Yükselen ülkelerin yukarda anlatılan hususlarda başarısız oldukları görülmektedir. Kişi başına düşen gelirin fazla olduğu ülkeler ülkelerin yaratıcı zekaları ülkelerine çekemedikleri görülmektedir. Zengin toplumlar fakir toplumları örnek almak istememektedirler. Bu konuda, Çin ve Rusya’nın daha gelişmiş bir yumuşak güce sahip olamamalarının nedeni bu ülkelerde ifade özgürlüğünün ve demokrasinin yeteri kadar gelişmemiş olmasıdır. Bu ülkelerin gazeteleri yurt dışında tarafsız ve güvenilir görülmezler. Bu durum onların küresel ilişkileri daha fazla etkilemelerini önlemektedir. Çin üniversitelerinin çalışkan çocukları yapılan testlerde birinci gelirken, Amerikan Üniversitelerinin öğrencileri yaratıcı beyinleri olarak yetiştirmektedir veya kendi ülkelerine aktarabilmektedirler.

Skolkovo-E&Y enstitüsü, göç, üniversiteler, siyasal özgürlük üzerinden hesapladığı yumuşak güç endeksinde endeksin on kategorisinin sekizinde Amerika başta gelmiştir. Amerikan üniversitelerinde derece alan öğrenciler kendi ülkelerinde diğer öğrencilere göre daha çabuk yükselmekte ve başarılı işler yapmaktadırlar. İlginç olarak Batılı ülkelerde yetişip kendi ülkelerinde lider olanların çoğu, Batı’nın hatalarını görebildikleri için Batı’ya karşı olabilmişlerdir.

Batı anlatım tarzına göre liberal sistemi takip etmeyen ülkelerin yumuşak gücünün uluslararası alanda etkinlik kazanması zor görülmektedir. Öte yandan gerek Japonya ve gerekse son yıllarda Çin ekonomik yapılanmaları ile bir çok gelişmekte olan ülkede yumuşak güçleri ile etkinlik kazanabilmişlerdir. Ekonomik güç, demokrasi olmasa da, yardım alan fakir ülkeleri etkileyebilmektedir.
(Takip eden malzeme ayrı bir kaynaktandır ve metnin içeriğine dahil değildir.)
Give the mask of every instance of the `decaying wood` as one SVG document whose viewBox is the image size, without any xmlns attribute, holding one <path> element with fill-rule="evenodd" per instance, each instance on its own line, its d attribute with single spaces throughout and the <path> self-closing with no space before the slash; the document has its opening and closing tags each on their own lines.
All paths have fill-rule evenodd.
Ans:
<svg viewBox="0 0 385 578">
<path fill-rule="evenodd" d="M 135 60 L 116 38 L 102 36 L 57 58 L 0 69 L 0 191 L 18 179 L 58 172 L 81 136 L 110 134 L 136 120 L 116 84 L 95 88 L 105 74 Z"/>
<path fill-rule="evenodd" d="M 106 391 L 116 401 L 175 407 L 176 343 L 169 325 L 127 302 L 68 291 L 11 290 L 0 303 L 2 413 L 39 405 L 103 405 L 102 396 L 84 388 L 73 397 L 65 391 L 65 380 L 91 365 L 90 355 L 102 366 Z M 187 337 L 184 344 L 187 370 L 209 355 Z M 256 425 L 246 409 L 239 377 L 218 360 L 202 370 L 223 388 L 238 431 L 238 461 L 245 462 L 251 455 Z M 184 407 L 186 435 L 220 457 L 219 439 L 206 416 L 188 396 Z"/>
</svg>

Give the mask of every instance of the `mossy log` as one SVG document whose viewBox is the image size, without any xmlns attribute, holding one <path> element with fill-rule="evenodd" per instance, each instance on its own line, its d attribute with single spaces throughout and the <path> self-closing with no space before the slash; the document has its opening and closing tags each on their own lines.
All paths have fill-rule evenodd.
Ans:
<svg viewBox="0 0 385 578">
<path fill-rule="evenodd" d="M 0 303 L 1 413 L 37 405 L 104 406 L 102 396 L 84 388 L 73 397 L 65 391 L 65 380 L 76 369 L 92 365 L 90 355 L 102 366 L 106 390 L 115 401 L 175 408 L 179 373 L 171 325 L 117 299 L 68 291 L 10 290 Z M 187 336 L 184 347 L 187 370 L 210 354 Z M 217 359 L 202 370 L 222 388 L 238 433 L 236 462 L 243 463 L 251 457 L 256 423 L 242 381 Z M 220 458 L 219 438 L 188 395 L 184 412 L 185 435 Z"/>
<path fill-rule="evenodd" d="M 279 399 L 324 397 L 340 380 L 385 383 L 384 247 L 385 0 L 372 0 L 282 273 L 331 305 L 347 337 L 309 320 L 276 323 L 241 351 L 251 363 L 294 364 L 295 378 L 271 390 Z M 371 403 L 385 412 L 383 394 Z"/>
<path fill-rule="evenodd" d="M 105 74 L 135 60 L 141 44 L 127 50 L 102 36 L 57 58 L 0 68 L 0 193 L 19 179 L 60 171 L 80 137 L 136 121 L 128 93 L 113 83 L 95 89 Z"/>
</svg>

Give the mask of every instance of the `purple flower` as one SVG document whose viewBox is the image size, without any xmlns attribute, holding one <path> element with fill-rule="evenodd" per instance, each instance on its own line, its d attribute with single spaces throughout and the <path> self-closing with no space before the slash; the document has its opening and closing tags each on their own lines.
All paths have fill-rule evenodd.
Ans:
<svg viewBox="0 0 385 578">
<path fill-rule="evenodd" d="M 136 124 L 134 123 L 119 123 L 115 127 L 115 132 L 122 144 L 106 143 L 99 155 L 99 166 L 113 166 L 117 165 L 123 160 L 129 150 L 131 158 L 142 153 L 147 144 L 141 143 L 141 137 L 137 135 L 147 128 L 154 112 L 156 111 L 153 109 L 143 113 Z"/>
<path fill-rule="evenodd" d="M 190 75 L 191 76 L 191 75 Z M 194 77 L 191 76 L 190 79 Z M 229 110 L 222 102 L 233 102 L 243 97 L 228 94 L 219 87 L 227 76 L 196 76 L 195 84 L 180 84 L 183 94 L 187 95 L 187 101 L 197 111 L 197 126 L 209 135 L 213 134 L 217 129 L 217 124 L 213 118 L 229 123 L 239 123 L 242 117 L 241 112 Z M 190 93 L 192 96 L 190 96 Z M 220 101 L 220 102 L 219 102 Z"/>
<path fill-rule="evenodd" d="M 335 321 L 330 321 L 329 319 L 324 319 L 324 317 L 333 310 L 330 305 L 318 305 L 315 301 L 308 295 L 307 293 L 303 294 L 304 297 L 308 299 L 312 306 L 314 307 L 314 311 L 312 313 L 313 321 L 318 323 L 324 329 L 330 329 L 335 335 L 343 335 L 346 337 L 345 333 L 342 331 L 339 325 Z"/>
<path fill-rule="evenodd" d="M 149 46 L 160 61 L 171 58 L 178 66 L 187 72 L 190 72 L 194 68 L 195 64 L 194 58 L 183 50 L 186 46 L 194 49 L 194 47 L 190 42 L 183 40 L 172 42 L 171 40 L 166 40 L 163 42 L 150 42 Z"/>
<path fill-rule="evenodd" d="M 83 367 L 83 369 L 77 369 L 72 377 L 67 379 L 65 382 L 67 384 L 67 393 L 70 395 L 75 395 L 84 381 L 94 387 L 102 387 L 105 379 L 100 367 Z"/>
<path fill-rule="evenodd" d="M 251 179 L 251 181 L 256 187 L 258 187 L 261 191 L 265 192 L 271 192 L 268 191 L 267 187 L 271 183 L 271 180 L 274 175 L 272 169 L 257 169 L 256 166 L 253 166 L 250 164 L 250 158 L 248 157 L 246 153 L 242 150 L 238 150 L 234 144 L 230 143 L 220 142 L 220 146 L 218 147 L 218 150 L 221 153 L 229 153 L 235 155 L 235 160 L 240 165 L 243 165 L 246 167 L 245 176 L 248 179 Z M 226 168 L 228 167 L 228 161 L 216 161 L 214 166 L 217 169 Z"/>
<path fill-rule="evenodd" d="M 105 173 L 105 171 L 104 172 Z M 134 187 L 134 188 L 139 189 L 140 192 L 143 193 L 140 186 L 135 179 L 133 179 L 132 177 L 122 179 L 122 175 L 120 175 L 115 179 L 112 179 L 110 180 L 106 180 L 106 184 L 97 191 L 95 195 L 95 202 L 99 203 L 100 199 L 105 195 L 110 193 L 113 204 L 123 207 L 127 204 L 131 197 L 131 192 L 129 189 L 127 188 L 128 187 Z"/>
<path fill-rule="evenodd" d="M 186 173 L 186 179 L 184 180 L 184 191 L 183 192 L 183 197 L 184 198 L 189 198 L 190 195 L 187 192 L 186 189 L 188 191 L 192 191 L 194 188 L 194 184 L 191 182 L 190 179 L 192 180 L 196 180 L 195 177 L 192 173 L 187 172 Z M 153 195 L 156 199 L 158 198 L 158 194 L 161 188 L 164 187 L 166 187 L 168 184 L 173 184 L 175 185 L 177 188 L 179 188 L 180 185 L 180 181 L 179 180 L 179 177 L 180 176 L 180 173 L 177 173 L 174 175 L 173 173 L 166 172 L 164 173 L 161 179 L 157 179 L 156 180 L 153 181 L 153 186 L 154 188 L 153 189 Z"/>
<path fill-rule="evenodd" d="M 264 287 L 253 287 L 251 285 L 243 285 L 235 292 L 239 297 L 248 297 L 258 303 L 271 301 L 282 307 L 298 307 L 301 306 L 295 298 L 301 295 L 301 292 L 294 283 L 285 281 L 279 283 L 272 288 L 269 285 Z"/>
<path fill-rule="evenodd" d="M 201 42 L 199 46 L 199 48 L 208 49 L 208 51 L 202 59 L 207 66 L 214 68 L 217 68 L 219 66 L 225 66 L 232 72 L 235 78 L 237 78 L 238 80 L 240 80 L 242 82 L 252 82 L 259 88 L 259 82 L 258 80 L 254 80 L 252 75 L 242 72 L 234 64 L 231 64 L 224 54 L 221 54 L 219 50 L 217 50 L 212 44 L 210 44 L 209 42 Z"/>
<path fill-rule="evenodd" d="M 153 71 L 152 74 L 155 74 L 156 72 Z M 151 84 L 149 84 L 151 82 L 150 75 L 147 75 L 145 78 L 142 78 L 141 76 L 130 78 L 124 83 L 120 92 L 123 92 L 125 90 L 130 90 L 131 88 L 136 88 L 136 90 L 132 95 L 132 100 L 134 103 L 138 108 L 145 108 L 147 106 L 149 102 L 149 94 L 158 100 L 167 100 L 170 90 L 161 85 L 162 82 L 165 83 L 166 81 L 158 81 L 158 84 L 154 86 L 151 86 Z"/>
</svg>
Konunun temeline inersek yumuşak gücün arkasında mutlaka sert güç yani askeri güç bulunması gerekmektedir. Örneğin, İran’a nükleer silah üretmesi yolunda çeşitli baskılar yapıp müeyyideler uygulayan Amerika, Hindistan ve Çin’in nükleer silahlarına karşı sesini çıkarmamış ve hatta Hindistan’ın Birleşmiş Milletler Güvenlik Konseyi üyeliğini desteklemiştir. Nükleer Silahların Yayılmasını Önleme Anlaşmasını imzalayan Brezilya’yı ise sadece takdir etmiştir. Suriye’ye müdahale için Birleş Milletler Güvenlik Konseyinde yapılan oylamada Çin ve Rusya’nın vetosu karşısında Amerika’nın izlediği politika sıkıntıya düşmüştür. Amerika’nın dünyayı etkileyen yumuşak gücünün yanında dünyanın her tarafına müdahale edebilecek olan bir askeri güç ve üstün teknoloji bulunmaktadır.

Yorumlar
Yorumlar yükleniyor...
Daha fazla yorum yükle...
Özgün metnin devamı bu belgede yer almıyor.